A admissão foi feita esta terça-feira (5), no Parlamento, pelo ministro dos Transportes e Logística, João Matlombe, ao responder a questões colocadas pelos deputados, sublinhando que as obras executadas foram maioritariamente de carácter localizado e insuficientes para inverter o quadro geral da via, segundo informou a Lusa.
“Reconhecemos que as intervenções realizadas até aqui, muitas delas de carácter localizado, tiveram um efeito limitado face ao nível de degradação existente. Foram medidas necessárias, mas de natureza paliativa”, afirmou o governante.
Apesar deste cenário, o ministro indicou que cerca de 55% da estrada se encontra em estado considerado bom ou razoável, acrescentando que o Executivo está agora a preparar uma abordagem mais estrutural para a reabilitação da N1, eixo fundamental para a circulação de pessoas e mercadorias no País.
Entre as intervenções em curso, destaque para o troço Gorongosa-Caia, na província de Sofala, enquanto novos concursos públicos deverão ser lançados até Junho para a reabilitação do segmento Chimuara-Nicoadala, na Zambézia.

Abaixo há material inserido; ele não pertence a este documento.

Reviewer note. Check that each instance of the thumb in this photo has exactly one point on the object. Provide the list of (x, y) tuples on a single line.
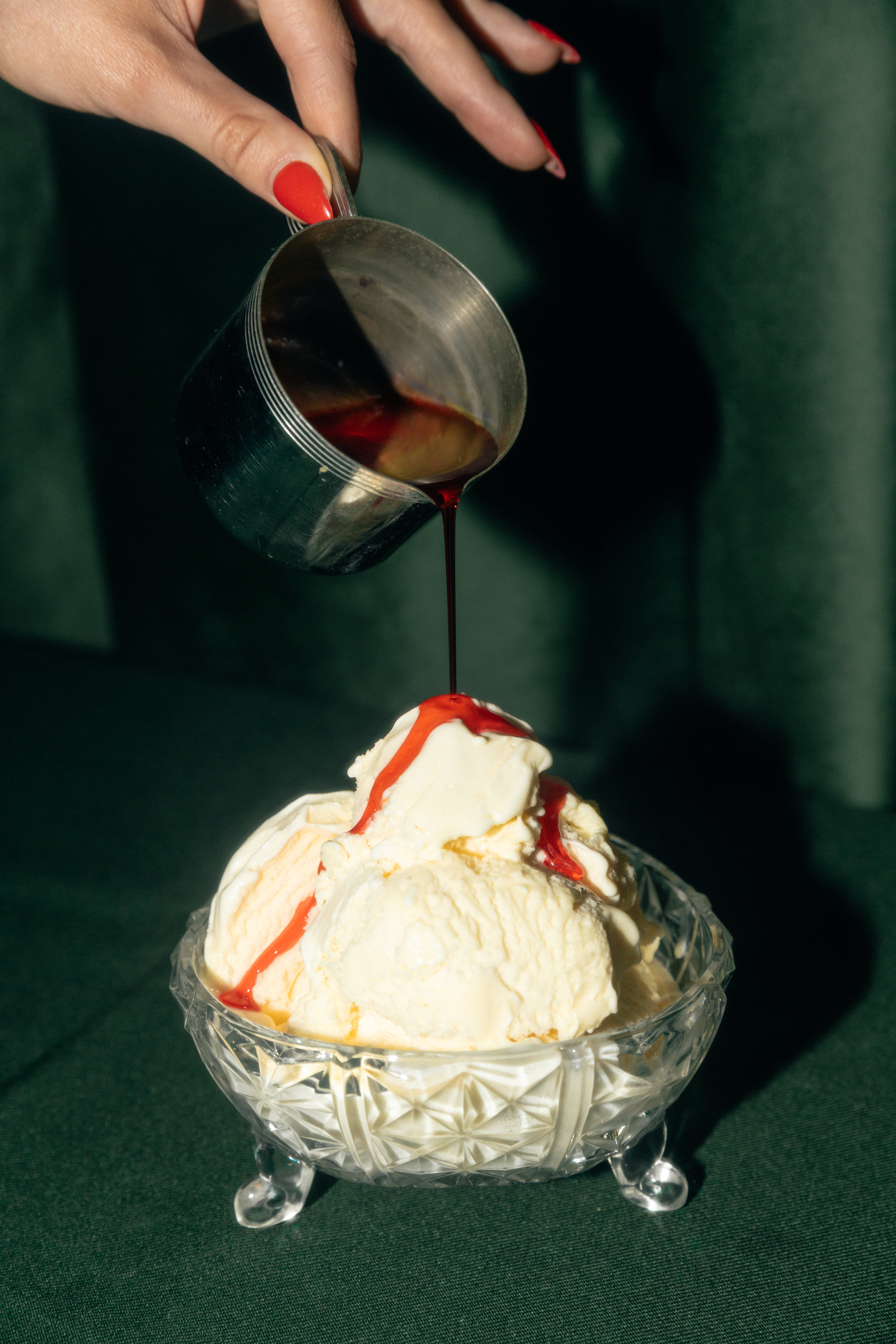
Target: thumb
[(245, 138)]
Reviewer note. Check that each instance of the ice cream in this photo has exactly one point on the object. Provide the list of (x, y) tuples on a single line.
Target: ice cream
[(461, 898)]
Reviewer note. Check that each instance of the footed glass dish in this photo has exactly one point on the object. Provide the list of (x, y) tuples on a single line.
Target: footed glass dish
[(528, 1112)]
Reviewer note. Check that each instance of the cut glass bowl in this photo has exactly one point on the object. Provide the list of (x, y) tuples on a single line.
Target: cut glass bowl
[(527, 1112)]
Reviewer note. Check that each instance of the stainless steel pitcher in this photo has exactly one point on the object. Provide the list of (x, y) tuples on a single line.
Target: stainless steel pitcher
[(362, 303)]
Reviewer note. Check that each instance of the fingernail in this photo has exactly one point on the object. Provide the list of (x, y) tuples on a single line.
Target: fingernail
[(555, 164), (299, 189), (570, 56)]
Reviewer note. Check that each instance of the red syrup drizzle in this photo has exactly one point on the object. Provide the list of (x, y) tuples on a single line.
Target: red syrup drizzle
[(437, 710), (438, 449), (552, 794), (242, 996), (433, 447)]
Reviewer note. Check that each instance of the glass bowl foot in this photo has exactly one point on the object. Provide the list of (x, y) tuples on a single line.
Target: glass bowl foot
[(277, 1194), (647, 1178)]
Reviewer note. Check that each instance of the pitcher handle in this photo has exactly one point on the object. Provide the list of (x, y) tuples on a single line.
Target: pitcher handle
[(342, 198)]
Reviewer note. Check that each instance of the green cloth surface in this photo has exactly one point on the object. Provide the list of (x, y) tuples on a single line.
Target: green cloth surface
[(707, 316), (124, 796)]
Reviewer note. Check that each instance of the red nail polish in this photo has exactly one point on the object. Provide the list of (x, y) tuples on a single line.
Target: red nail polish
[(570, 56), (300, 190), (555, 164)]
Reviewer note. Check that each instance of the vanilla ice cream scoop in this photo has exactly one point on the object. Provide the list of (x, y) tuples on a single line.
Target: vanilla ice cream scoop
[(461, 898)]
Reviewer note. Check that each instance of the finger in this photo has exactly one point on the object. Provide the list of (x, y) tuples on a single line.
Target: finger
[(445, 60), (319, 53), (176, 92), (522, 44)]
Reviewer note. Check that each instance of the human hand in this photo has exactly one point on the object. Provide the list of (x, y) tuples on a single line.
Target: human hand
[(139, 61)]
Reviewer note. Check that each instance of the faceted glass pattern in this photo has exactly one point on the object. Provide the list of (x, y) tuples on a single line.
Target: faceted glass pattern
[(523, 1113)]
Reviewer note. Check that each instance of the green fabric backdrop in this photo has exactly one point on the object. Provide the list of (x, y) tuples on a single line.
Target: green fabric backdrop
[(694, 608), (706, 310)]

Paralelamente, o Governo está a mobilizar financiamento junto do Banco Mundial para o troço Pambara-Inchope, que liga as províncias de Inhambane e Sofala, além de equacionar parcerias público-privadas para o segmento Marracuene-Xai-Xai, entre Maputo e Gaza.
No final de Abril, o ministro havia já avançado que o país prevê investir 2,6 mil milhões de dólares na construção e reabilitação de cerca de três mil quilómetros de estradas nacionais até 2031, num esforço que visa melhorar a conectividade territorial e apoiar a actividade económica.
A N1 constitui o principal corredor rodoviário do país, atravessando Moçambique de sul a norte, sendo determinante para o escoamento de produção, integração dos mercados internos e ligação aos países vizinhos.